According to the Canadian council on social development, if we add up all the 1% and 2% increases in inflation over recent years, the loss for Canadian families represents 13% of total benefits. This now ought to be addressed.
Inflation raises the nominal value of family income. Far more families are moving over the income limit every year by receiving the child benefit, even if the real value of their income has not increased. The cumulative impact is a reduction in the child benefit of some $150 to $170 million yearly. As a consequence, an additional investment in the benefit system merely replaces what has been lost in recent years.
There is a way of counteracting this effect of inflation, and it is to agree to examine the level of indexation, which is why I rise to defend this motion today.
In 1996, the government recognized that the same situation for our seniors' benefits needed remedying. I am therefore asking that we do as much for our children.
I would like to conclude by reminding the House that we must tell our children that they are important to us. We must remind them that the intention in 1989 of eliminating child poverty by the year 2000 still stands. We must not forget, hon. members of Parliament, that we must be fair in the choices we make in society. We must not forget that it is the children living in poverty today who will be turning the wheels of the economy tomorrow. We must not forget to be fair in the way we consider the future.
Now that Canada's economy seems to be back on track, we must remember that we can now look ahead and put social justice in this country back in balance. To this end, we must present all of our children and their families with an honest and a realistic schedule for resolving the problem of child poverty.
We must remind federal, provincial and territorial authorities that, if they do not work together in carrying out their responsibilities and their duties toward those who are most disadvantaged, we will not resolve the problem.
I am not really trying to move them along, but for a number of years we have produced endless reports and studies and I think it is high time to show the million and a half children living in poverty that their country is trying to find ways to improve their situation. Let us give them the means we consider necessary to resolve their situation, and later on they will come to recognize our good intentions.

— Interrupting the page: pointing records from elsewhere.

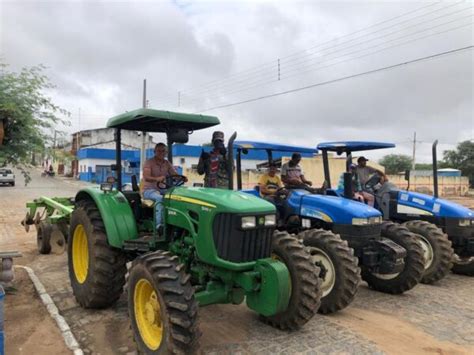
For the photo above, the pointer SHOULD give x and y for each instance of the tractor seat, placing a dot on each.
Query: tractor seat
(148, 203)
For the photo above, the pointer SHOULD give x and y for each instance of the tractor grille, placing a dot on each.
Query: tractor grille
(237, 245)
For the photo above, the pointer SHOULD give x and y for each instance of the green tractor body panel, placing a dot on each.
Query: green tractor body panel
(274, 292)
(195, 210)
(119, 221)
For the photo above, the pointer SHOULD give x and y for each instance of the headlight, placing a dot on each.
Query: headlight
(248, 222)
(464, 222)
(270, 220)
(375, 220)
(106, 186)
(360, 221)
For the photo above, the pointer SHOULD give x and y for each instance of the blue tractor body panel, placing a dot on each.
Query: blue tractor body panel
(433, 206)
(330, 209)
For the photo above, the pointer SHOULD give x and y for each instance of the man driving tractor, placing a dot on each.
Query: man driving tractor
(291, 173)
(214, 164)
(155, 172)
(269, 183)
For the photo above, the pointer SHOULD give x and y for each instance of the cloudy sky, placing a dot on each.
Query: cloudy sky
(197, 55)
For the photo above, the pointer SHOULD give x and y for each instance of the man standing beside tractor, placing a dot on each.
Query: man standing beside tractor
(213, 165)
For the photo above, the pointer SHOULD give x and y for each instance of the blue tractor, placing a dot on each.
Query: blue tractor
(440, 225)
(341, 234)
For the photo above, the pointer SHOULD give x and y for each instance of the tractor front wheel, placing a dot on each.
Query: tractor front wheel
(96, 270)
(305, 297)
(161, 305)
(436, 250)
(414, 262)
(339, 273)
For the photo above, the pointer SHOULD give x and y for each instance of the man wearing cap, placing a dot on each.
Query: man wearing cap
(269, 183)
(358, 193)
(364, 172)
(214, 164)
(292, 174)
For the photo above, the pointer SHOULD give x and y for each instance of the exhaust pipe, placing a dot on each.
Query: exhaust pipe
(435, 169)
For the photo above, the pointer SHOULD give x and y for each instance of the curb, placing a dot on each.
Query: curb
(66, 332)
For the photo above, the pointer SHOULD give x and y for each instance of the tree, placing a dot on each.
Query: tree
(395, 163)
(27, 115)
(461, 158)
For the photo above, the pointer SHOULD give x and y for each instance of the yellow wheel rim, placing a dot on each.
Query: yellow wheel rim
(80, 254)
(148, 314)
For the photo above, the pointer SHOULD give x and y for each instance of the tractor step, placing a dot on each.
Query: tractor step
(142, 244)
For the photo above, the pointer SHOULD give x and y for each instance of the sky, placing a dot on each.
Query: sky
(198, 55)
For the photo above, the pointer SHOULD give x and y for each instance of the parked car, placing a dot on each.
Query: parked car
(7, 177)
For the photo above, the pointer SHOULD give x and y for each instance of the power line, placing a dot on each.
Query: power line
(339, 79)
(302, 71)
(222, 83)
(285, 74)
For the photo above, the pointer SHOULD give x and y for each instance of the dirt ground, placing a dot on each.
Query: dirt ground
(430, 319)
(28, 325)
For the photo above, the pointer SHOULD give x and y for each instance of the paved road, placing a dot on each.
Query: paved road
(429, 319)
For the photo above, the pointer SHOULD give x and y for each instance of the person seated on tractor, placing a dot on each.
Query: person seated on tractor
(213, 165)
(364, 172)
(155, 172)
(292, 175)
(269, 183)
(358, 193)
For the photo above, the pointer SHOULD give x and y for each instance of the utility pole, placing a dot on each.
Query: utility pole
(414, 150)
(144, 135)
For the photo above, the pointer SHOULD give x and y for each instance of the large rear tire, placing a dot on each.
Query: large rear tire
(162, 308)
(339, 273)
(96, 270)
(305, 285)
(437, 250)
(464, 267)
(414, 267)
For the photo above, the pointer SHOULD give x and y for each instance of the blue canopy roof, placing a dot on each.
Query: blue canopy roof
(274, 147)
(353, 146)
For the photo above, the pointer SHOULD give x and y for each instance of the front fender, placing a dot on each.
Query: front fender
(119, 221)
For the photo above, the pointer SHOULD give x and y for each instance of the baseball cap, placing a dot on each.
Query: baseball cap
(218, 135)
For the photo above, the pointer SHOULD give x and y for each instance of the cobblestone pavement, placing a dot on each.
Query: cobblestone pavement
(428, 319)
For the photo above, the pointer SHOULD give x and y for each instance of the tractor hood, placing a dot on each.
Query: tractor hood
(331, 209)
(224, 200)
(414, 201)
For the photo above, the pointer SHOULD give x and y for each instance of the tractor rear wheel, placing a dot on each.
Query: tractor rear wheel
(161, 305)
(43, 237)
(339, 273)
(306, 292)
(437, 250)
(414, 267)
(464, 267)
(96, 270)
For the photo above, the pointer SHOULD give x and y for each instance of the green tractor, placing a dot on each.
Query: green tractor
(217, 246)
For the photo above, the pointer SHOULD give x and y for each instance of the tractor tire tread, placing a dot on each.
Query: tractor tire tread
(348, 273)
(444, 253)
(303, 304)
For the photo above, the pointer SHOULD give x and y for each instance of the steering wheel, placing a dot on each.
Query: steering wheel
(172, 181)
(372, 182)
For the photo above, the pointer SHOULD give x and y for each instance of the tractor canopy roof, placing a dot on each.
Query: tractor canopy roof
(273, 147)
(149, 120)
(353, 146)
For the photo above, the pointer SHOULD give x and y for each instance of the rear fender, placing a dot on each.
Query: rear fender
(119, 221)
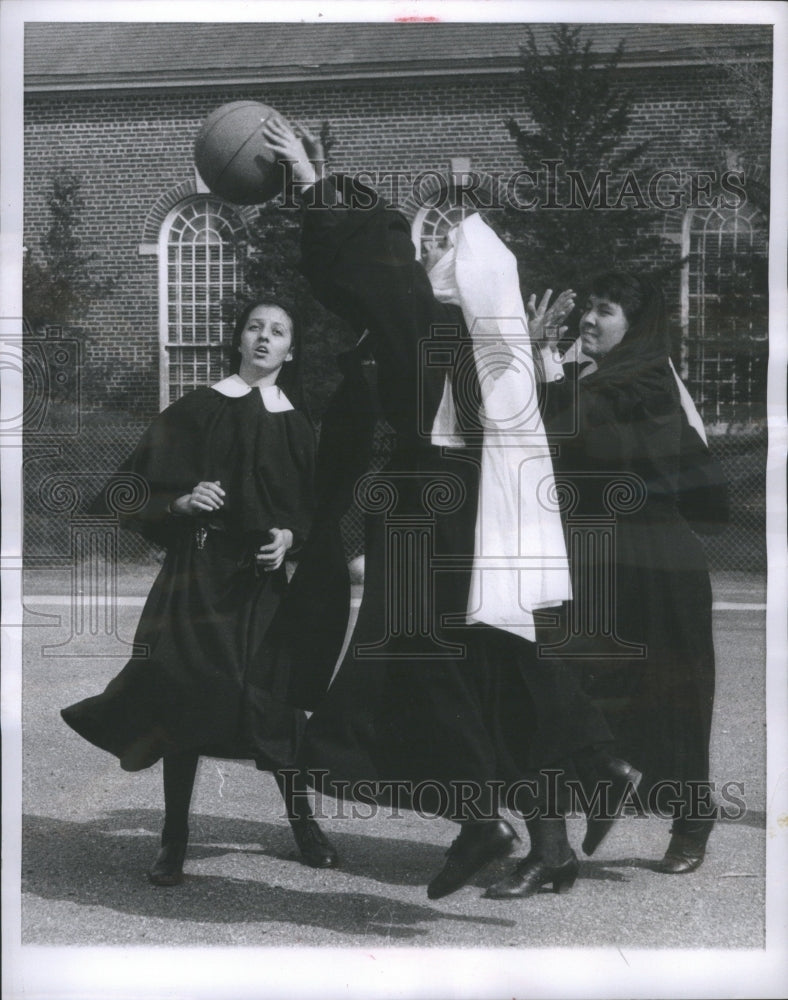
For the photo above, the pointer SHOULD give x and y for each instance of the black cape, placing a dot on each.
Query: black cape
(650, 589)
(219, 675)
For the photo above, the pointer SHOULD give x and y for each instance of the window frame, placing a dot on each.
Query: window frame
(230, 217)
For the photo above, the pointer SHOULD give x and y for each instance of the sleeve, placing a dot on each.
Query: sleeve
(703, 489)
(300, 516)
(360, 262)
(167, 458)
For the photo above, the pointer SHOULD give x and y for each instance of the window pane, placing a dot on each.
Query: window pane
(203, 269)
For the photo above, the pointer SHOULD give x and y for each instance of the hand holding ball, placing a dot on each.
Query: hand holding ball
(232, 156)
(241, 149)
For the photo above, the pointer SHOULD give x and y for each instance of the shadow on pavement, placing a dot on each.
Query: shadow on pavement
(103, 863)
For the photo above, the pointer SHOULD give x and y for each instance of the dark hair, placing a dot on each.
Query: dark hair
(289, 378)
(643, 304)
(624, 289)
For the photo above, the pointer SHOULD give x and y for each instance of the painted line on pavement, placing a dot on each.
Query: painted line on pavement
(131, 601)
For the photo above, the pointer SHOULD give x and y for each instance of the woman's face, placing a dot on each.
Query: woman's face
(266, 342)
(602, 326)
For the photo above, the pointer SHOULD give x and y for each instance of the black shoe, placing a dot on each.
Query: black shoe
(476, 845)
(316, 849)
(531, 874)
(616, 779)
(168, 869)
(685, 852)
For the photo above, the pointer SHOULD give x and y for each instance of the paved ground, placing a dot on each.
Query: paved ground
(90, 832)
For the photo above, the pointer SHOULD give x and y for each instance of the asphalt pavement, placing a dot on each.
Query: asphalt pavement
(90, 831)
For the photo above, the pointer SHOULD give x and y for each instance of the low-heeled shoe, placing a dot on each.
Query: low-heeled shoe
(685, 853)
(616, 777)
(315, 847)
(476, 845)
(168, 867)
(531, 874)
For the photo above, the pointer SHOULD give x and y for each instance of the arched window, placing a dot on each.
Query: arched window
(432, 223)
(443, 202)
(199, 267)
(725, 313)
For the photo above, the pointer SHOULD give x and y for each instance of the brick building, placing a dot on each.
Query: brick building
(119, 105)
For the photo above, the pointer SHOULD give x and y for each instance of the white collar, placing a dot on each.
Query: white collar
(234, 387)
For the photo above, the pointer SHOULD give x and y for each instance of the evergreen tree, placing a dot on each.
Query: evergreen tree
(590, 210)
(59, 288)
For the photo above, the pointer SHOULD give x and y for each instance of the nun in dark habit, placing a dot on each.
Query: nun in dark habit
(229, 474)
(625, 427)
(441, 688)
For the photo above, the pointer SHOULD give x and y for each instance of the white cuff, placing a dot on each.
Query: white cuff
(552, 363)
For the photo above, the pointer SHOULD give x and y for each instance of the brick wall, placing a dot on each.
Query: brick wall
(129, 149)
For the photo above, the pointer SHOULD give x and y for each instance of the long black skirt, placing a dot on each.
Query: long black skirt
(423, 702)
(204, 684)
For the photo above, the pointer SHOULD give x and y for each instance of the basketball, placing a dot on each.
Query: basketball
(233, 159)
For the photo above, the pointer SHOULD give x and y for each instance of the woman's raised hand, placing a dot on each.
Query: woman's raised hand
(271, 556)
(545, 324)
(305, 163)
(205, 497)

Let us try to give our children a healthy space to develop. A balance between federal, provincial and territorial governments and getting things in hand in the community will lead to the establishment of effective structures that will put an end to the devastating effect of poverty on children.
I call on the members of this House, therefore, in order to eliminate the negative effect of inflation, to review the level at which the child benefit is indexed, as they did with seniors' benefits. Let us reclaim Canada's title of champion of social justice.